Recidivism among sex offenders is lower than for other types of violent offenders. According to the ATSA: "40 percent to 45 percent of untreated sexual offenders will sexually re-offend in their lifetime. These rates are considerably lower than rates of re-offense for other types of violent offenders."

The largest federal study -- by the Bureau of Justice -- found that convicted sex offenders were less likely than non-sex offenders to be rearrested for any offense -- 43 percent of sex offenders versus 68 percent of non-sex offenders. But 5.3 percent of sex offenders were arrested for another sex crime.

Among all offenders, those who were themselves sexually abused as children are at highest risk of being arrested for new crimes. There is also emerging evidence that adults who are convicted of possessing child pornography are likely to offend in several ways.

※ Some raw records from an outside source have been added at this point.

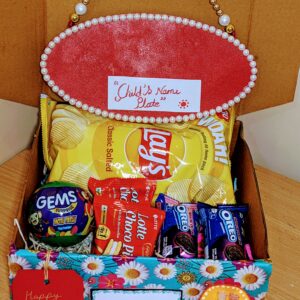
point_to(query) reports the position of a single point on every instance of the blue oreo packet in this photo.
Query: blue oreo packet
(224, 231)
(179, 233)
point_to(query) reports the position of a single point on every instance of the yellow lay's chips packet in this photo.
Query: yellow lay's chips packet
(190, 161)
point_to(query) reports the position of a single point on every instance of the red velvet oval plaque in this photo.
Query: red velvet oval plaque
(148, 68)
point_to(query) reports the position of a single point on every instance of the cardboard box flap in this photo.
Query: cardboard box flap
(269, 29)
(21, 43)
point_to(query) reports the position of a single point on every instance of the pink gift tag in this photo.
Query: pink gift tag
(63, 285)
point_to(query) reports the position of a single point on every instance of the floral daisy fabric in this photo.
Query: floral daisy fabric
(192, 276)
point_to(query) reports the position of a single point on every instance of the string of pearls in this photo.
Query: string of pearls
(80, 10)
(224, 20)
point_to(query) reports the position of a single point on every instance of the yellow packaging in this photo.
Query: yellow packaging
(190, 162)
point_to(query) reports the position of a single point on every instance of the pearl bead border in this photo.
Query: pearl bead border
(151, 17)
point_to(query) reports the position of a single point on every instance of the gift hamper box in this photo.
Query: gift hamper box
(234, 272)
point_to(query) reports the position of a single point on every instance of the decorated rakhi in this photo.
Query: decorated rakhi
(149, 68)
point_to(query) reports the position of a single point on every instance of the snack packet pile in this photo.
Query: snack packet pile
(162, 189)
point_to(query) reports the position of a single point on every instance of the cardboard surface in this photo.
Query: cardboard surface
(268, 28)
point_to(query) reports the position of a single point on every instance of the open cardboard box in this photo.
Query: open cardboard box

The Washington Examiner reported on a study published by The Journal of Family Violence. Psychologists with the Federal Bureau of Prisons interviewed 155 inmates convicted of child pornography possession. During treatment: “131 inmates admitted to having at least one hands-on sexual offense. Of the 155, 40 had a criminal history of abusing children before being caught with child pornography. They reported during therapy having abused an average of 19 victims each. The remaining 115 with no known history of child abuse reported abusing an average of nine victims.”

In a study of 201 adult men convicted of possessing child pornography, psychologists Michael Seto and Angela Eke found evidence of varied criminal offenses: More than half had a prior criminal record of any kind, 24 percent had been convicted of contact sexual offenses and 15 percent had previous child pornography offenses.